Так вокруг Пашки, хучь он и толстый да неспортивный, всегда все факультетские красотки увивались.
Пашка, бывало, ради понта у папаши своего ключи от «пежо» возьмет на выходные, да как укатит в Кратово на шашлыки! Бывало, и друзей прихватит. Пежо шестьсот пятая — большая! Недаром ее кличут — французский шестисотый «мерседес»!
Выезжали на батькину дачку.
Он теперь себе в Одинцовском районе коттедж построил — дела в таможне очень хорошо пошли, а дачка еще дедовой постройки, этакая полковничья мечта середины семидесятых, шесть на шесть с двумя верандами и спальной мансардой, но с удобством типа сортир в саду-огороде… Эту мечту батька теперь уже не мечтал — из моды вышла, поэтому и отдал Пашке, как сам полковник изволили выразиться: чтоб было куда девчонок водить….
Выезжали с ночевкой.
Пили пиво с водкой, блевали, играли в преф, танцевали под «Европу плюс», а к вечеру — расползались по комнатам и верандам, где на старых полковничьих диванах, разжалованных из городской мебели по старости и потому свезенных на дачу, — на старых пружинах кое-кто расставался с невинностью, а кое-кто мучительно кого-то ревновал…
Муха тоже ездил несколько раз, но с невинностью расстаться не получилось. Девицы, которых они цепляли, мало походили на его идеал, а потому не вызывали у него никаких чувств. Только тупое желание, которого он стыдился. Вроде как предавал свой идеал. Этот стыд да жуткие Пашкины коктейли лишали его последних сил и, опасаясь дурной славы импотента, он стал отказываться от приглашений.
Митроха тоже приезжал вместе с Оленькой. Глупо было тащить ее туда, учитывая, что на Пашку она давно глаз положила, что было очевидно для всех, кроме самого Митрохи. Митроха ничего не замечал. Вот и добился. Переспала она с толстым Пашкой.
Тут Мухе бы посочувствовать убитому горем приятелю, а он возьми и ляпни:
— Не расстраивайся, он сам толстый, так у него и корень, наверное, тоже толстый, так что Ольке хорошо с ним было — порадуйся за герлфрэнда!

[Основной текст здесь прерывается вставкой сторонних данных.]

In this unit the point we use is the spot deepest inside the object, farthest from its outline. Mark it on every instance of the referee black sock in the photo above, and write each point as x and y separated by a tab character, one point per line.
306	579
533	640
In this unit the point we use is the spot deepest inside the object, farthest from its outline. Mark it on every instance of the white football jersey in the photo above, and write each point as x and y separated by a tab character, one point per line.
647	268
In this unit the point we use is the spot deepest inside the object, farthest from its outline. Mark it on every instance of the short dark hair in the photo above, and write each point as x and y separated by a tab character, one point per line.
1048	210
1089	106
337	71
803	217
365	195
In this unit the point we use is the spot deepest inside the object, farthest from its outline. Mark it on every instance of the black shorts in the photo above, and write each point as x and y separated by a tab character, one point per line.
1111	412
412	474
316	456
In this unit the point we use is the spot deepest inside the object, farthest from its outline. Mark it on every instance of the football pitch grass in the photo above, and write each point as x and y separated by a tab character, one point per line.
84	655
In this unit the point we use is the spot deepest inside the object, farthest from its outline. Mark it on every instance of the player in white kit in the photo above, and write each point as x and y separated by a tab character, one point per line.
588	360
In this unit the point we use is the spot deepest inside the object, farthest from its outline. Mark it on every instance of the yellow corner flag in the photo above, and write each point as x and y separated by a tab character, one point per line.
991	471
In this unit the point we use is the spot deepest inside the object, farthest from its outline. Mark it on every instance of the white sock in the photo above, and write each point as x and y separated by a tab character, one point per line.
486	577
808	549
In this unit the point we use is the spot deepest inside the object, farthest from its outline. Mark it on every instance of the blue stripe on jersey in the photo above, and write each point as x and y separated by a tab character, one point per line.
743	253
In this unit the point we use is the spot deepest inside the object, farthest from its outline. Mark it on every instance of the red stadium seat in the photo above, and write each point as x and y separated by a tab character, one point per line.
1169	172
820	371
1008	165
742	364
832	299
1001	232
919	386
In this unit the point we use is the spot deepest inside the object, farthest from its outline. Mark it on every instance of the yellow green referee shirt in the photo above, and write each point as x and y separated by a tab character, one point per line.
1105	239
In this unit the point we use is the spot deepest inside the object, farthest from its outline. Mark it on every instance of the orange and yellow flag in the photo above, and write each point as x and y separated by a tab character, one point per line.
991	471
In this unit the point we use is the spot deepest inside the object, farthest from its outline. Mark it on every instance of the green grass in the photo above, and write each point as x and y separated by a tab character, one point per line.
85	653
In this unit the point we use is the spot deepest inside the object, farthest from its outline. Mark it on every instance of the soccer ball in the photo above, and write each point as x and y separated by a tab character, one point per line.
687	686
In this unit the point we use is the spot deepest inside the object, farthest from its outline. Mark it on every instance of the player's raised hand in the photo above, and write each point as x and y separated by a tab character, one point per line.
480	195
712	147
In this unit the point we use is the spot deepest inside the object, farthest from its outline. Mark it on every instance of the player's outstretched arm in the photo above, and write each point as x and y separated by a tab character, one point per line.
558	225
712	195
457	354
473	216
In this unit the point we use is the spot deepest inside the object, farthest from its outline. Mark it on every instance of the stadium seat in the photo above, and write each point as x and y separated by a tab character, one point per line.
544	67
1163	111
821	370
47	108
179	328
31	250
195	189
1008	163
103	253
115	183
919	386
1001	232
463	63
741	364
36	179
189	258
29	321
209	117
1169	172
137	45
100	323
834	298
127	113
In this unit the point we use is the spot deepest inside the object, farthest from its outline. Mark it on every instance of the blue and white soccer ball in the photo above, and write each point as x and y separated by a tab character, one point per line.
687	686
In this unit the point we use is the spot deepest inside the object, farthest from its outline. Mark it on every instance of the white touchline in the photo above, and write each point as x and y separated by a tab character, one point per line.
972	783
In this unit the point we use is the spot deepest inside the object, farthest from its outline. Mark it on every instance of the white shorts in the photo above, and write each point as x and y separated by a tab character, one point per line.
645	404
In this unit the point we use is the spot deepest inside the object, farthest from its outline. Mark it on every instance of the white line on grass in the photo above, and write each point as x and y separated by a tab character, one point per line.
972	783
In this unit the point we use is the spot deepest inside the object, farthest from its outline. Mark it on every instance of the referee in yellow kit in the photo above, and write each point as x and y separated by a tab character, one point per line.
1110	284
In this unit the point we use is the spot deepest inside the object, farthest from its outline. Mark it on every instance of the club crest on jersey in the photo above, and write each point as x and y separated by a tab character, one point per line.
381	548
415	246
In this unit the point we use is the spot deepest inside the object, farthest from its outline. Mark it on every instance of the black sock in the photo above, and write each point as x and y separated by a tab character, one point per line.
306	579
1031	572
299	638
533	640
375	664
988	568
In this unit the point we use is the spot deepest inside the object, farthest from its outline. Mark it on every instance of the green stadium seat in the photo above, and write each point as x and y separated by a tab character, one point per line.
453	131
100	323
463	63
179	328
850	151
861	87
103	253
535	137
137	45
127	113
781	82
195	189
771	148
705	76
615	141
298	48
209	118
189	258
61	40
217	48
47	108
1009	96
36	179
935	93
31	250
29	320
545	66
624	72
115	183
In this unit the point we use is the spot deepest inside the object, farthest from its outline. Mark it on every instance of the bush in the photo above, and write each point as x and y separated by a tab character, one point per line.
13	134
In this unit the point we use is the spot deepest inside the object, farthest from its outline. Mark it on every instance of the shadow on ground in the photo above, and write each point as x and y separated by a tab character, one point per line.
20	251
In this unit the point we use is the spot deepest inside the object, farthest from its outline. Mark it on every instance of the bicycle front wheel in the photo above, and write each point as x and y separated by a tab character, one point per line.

Митроха на Муху за эти слова обиделся почему-то больше, чем на толстого Пашку. Будто это Муха у него девочку увел! Да если бы увел! Олька просто так — ради спортивного интереса с толстым переспала. Потом у Митрохи прощенья просила, мол, пьяная была… Неделю просила — и упросила.
А с Мухой Митроха месяц не разговаривал…
Потом, правда, первым не выдержал. Пошел на мировую. С кем еще потрещишь-то по душам?! Тем более, что после бурного примирения со слезами и не менее бурного секса, которым Ольга расплачивалась за измены, все вернулось на круги своя. И Митроха снова ходил с трагическим выражением лица. Снова обуревал его проклятый вопрос: любит ли его Она?!